Thursday, October 9, 2008

cancer patriotism

Four years ago, after the last presidential election, I met a friend for lunch, our first sit-down conversation in a couple of years.  Catching up, she spoke about her separation from her husband, his faults, her suffering.  I heard all of this before.  And because Rich was just recovering from his first surgery,  I wasn't, perhaps, as empathic as I could have been.

"It's all because of Bush," I said, jumping into the monologue.  "Rich's cancer.  Your marriage."

Thoroughly apolitical, she looked at me as if my head were on backwards.

"You're joking," she said.

"Well, a little..."

This wasn't the place or person, and I wasn't sure what more I could have said.

But I've been thinking about this.  A lot, recently.

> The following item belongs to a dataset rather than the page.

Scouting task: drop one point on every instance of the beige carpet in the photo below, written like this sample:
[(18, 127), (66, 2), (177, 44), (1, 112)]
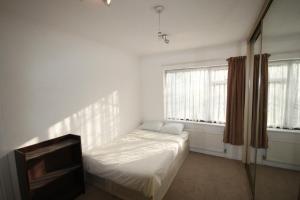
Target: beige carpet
[(276, 184), (201, 177)]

And I wasn't referring to politics reflected in a confused and cracked health care system (my proximate concern) and economic struggles (a cause of her marital conflict).

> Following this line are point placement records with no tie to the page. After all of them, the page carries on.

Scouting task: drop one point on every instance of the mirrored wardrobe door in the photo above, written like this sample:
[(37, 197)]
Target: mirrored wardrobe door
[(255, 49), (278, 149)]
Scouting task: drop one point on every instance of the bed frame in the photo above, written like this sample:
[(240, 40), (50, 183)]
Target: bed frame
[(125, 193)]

It's that, little fish that we are, we all swim in the same big ocean.  And I'm getting scared of what's floating by.

I'm scared of anger, arrogance, greed, delusion.

In other words: Patriotism scares the shit out of me.

Except that patriotism has another definition.

Barack Obama calls it "empathy."  This fits nicely with the Dalai Lama's suggestion for true peace:  "I destroy my enemies when I make them my friends."

Marshmallow-headed liberalism?

No -- a solution.  That even the most "patriotic" and "conservative" have enacted, over and over. Our heads spin backwards trying to keep track who we should love (or at least make a favored trading partner) and who we should kill.  Russia?  In my lifetime, an enemy who became a friend and is now an acquaintance. China?  Ditto.  Similar reversals between the United States and Germany, Japan, Vietnam...you get the idea.

The current Republican team, in office and seeking office, doesn't get that their view of patriotism is a cancer, not any different from that snuggled in Rich's spine except that Rich's treatment is more painful and uncertain of success.  

Cancers don't realize that their neighboring cells -- enemies! -- are really their friends.  Cancer wins when their enemies/friends lose. 

Then, everyone dies.

I don't understand, but I can't despair.

Candace

















1 comment:

Unknown said...

Candace, I (your old apartment mate) have only now read through your blog to catch up on Rich's condition since I saw either of you in June 07. I admire you both for your courage and ability to continue to "walk the trail". Of course you could say, what else can we do? But I believe so many fail to continue to take the next step. I wish I had some magic healing solution and if I was in town, I would at least offer Rich some Reiki but I do not even have asparagus to offer (although I plan to start growing some next year and since it takes at least two years to harvest, Rich will need to wait around at least until then to have some). I promise it will be organic. And if Rich's desire for my tasty asparagus is not enough to send away the chordoma, then have him pick another vegetable that has him drool and fills him with such strong desire to taste that the chordoma cannot possibly compete (and so leaves) and I will grow it for him.